Authority Industries Listings
The Authority Industries Listings page serves as the central index of verified service providers, industry categories, and geographic coverage organized within the Authority Industries directory. It covers the full national scope of the directory's structured entries, explains how those entries are built and maintained, and provides context for understanding what information each listing contains. For researchers, procurement officers, and consumers comparing providers across industries, this index functions as the primary operational starting point for structured discovery within the network.
How to use listings alongside other resources
Listings within this directory are designed to work in combination with supporting reference materials rather than as standalone profiles. A listing entry identifies a provider or category but does not replace the analytical context available elsewhere in the network. The Authority Industries Directory Purpose and Scope page establishes the governing criteria that determine which industries and provider types qualify for inclusion — reading that context first improves the accuracy of any comparison made within the listings.

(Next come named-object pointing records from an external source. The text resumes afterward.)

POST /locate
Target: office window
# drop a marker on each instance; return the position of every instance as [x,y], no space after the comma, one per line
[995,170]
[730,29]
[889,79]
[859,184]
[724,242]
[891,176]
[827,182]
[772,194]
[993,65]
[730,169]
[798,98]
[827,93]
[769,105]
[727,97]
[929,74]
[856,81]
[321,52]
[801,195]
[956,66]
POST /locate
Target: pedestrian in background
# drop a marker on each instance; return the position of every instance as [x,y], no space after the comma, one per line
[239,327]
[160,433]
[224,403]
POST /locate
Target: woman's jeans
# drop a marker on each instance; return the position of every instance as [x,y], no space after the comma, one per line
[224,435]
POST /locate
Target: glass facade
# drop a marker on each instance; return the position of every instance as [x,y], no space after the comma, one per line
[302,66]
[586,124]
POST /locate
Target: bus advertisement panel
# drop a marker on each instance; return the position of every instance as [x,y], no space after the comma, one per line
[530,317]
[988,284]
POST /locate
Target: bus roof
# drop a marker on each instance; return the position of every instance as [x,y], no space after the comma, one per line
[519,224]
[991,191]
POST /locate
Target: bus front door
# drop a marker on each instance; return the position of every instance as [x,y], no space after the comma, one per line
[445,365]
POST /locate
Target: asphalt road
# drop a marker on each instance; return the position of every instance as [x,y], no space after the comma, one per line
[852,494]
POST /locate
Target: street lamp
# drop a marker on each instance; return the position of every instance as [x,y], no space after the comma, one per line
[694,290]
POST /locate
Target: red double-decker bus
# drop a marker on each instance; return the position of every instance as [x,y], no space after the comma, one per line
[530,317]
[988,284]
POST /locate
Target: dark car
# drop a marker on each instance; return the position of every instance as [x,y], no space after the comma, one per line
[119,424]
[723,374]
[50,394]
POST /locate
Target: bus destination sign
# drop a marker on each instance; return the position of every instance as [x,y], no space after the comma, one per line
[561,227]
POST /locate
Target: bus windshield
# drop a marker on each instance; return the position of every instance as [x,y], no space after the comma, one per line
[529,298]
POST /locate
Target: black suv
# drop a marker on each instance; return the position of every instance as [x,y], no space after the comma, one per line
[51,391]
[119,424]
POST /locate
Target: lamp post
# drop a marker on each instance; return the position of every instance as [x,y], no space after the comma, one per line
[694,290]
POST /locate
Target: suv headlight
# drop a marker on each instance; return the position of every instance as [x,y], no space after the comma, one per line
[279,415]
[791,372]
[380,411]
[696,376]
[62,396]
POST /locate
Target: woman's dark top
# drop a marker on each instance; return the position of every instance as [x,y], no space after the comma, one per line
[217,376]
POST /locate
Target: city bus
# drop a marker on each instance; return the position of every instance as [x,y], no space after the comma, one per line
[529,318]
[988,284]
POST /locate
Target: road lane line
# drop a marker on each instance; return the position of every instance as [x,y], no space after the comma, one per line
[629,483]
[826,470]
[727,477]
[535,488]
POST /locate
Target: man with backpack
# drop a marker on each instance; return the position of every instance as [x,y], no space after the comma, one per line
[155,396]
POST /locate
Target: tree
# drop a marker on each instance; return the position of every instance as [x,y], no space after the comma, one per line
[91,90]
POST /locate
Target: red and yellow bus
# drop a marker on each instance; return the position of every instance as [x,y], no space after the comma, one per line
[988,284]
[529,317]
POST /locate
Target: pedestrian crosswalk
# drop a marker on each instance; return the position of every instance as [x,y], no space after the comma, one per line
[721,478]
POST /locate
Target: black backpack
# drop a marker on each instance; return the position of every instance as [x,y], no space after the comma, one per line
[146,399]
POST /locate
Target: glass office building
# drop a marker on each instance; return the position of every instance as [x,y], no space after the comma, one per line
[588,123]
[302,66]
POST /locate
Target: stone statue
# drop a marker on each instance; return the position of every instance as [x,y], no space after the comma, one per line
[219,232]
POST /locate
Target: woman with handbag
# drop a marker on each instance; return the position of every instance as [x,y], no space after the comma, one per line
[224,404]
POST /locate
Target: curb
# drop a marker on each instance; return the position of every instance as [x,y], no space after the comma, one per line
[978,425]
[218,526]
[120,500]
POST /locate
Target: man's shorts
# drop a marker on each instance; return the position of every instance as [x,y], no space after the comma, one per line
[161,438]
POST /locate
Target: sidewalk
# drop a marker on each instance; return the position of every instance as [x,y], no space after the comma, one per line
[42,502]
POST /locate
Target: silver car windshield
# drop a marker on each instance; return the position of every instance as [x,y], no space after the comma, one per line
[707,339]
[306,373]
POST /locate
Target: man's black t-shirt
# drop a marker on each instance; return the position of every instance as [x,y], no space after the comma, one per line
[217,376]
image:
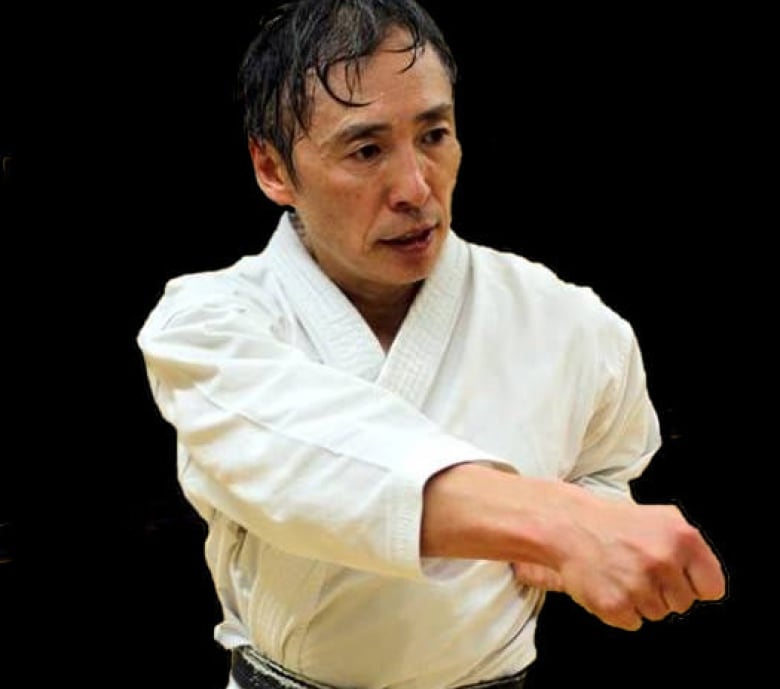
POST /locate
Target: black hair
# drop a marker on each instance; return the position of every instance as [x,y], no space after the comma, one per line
[308,37]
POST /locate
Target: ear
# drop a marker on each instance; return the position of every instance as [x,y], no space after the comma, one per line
[271,173]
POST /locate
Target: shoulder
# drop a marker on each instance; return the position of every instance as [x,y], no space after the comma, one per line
[544,301]
[247,286]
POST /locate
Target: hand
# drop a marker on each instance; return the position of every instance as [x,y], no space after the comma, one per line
[625,562]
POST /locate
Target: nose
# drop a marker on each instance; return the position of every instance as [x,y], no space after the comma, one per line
[408,182]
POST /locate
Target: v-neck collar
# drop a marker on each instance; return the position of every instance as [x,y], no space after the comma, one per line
[343,337]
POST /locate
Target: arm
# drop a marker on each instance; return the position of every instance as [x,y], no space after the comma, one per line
[318,462]
[621,561]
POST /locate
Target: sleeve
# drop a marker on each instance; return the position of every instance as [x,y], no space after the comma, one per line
[623,434]
[315,461]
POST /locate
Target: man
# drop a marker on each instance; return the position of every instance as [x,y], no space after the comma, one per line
[400,440]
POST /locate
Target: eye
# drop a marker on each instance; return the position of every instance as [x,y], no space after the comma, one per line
[366,153]
[436,136]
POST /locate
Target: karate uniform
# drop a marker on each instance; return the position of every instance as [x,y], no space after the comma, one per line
[305,447]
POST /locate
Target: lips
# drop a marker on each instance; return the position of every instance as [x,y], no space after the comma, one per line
[411,238]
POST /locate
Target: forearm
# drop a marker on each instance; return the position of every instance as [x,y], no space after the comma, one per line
[479,512]
[621,561]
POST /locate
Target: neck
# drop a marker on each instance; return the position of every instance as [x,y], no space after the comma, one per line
[385,314]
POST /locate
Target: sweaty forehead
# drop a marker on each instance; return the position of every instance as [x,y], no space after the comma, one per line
[393,67]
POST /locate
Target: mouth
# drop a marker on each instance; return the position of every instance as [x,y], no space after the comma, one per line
[415,238]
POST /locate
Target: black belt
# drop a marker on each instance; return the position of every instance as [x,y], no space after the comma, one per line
[261,673]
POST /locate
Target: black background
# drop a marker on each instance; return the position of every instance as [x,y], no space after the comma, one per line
[621,148]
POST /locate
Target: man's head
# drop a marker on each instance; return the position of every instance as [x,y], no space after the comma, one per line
[305,40]
[351,122]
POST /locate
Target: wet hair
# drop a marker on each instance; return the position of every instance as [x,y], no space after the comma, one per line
[308,38]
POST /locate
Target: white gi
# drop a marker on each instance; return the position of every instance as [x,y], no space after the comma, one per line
[306,448]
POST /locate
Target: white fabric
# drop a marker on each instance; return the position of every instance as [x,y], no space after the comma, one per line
[306,448]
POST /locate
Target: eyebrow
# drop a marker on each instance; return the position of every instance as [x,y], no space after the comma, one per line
[363,130]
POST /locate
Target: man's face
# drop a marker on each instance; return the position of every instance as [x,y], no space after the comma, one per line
[375,183]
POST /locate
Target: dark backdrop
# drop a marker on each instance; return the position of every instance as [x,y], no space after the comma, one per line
[613,146]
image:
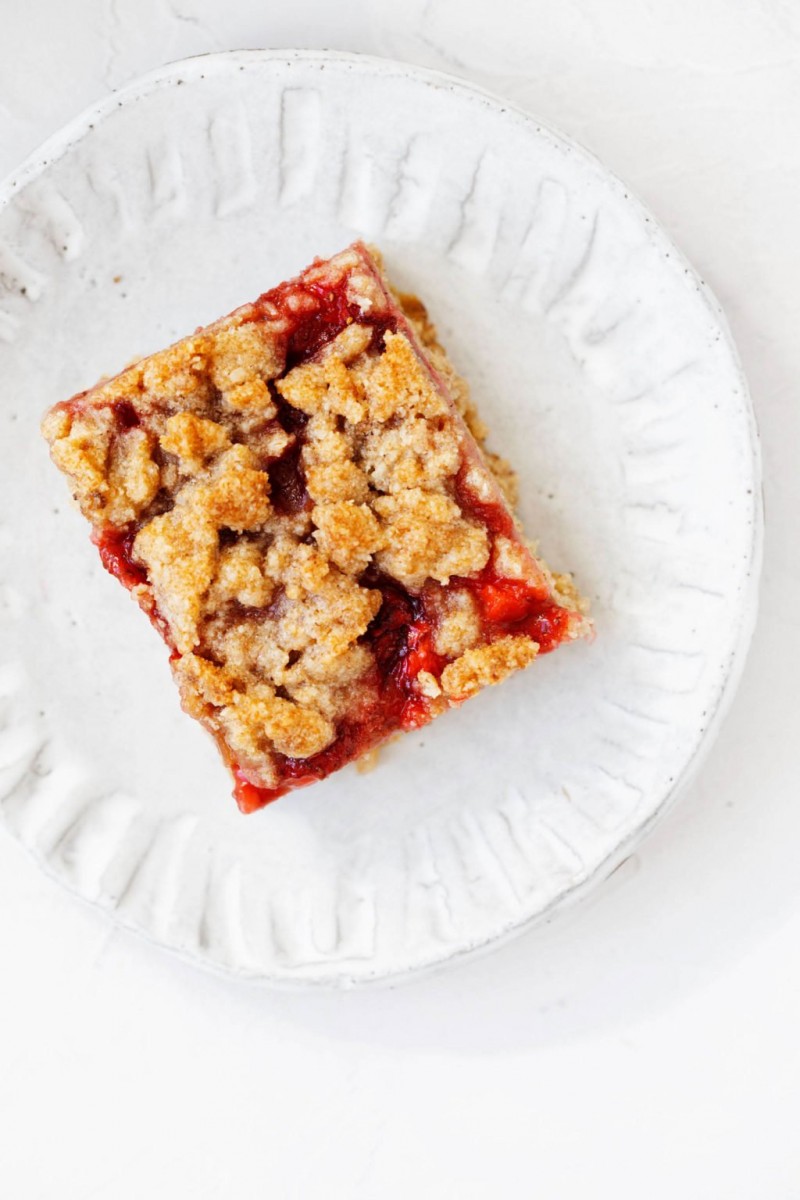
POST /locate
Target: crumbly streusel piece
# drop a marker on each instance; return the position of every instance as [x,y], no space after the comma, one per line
[300,499]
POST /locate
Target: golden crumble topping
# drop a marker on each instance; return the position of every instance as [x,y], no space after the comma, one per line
[269,497]
[486,665]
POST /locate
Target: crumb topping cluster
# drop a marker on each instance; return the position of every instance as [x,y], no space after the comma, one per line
[264,499]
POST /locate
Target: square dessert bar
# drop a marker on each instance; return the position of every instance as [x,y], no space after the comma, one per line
[298,498]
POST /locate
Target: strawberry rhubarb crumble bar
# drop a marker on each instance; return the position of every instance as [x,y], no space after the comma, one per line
[299,498]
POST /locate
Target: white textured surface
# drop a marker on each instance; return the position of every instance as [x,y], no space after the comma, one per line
[643,1044]
[602,367]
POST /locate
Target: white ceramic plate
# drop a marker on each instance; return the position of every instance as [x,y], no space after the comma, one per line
[607,376]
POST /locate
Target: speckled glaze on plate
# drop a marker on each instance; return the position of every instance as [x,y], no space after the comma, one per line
[607,375]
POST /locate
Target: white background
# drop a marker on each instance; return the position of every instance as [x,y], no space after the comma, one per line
[643,1044]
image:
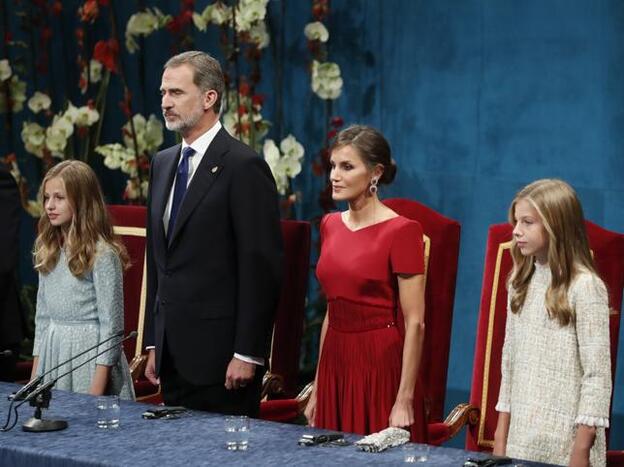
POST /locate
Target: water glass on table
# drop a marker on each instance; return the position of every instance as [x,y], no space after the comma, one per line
[107,411]
[415,453]
[236,432]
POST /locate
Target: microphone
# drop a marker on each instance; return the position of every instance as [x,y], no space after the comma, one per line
[24,390]
[49,384]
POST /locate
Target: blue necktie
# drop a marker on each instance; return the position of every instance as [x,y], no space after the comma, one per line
[180,187]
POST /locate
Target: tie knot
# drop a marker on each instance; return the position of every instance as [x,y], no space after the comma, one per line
[188,152]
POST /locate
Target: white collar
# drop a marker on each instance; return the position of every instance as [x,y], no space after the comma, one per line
[200,145]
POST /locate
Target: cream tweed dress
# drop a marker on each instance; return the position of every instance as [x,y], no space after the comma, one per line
[74,314]
[555,377]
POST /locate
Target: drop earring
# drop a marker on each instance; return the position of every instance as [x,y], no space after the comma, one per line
[373,186]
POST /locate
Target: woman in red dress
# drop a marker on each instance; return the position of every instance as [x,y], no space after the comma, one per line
[371,270]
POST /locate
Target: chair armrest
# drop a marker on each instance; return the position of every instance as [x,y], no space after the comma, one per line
[462,415]
[272,386]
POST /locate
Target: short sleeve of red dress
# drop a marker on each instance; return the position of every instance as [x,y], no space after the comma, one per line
[407,252]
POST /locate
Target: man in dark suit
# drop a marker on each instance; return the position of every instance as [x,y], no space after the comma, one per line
[214,251]
[10,315]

For users who need a structured orientation before working through individual entries, How to Use This Authority Industries Resource offers a step-by-step breakdown of navigation logic, filter strategies, and the difference between browsing by industry vertical versus browsing by geographic region. Listings are most effectively used when the reader already understands whether they are searching for a specific service type, a licensed category, or a regional provider — those distinctions control which fields in each listing are most relevant.
Cross-referencing a listing against the Authority Industries Vetting Standards page allows users to assess what verification processes a listed entity has passed. This is particularly relevant in regulated industries such as healthcare, legal services, insurance, and construction, where licensing status and compliance posture directly affect provider selection decisions.
How listings are organized
Listings follow a three-axis structure: industry vertical, provider type, and geographic footprint. Within each axis, entries are grouped rather than ranked — the directory does not assign quality scores or publish performance tiers based on revenue or volume metrics.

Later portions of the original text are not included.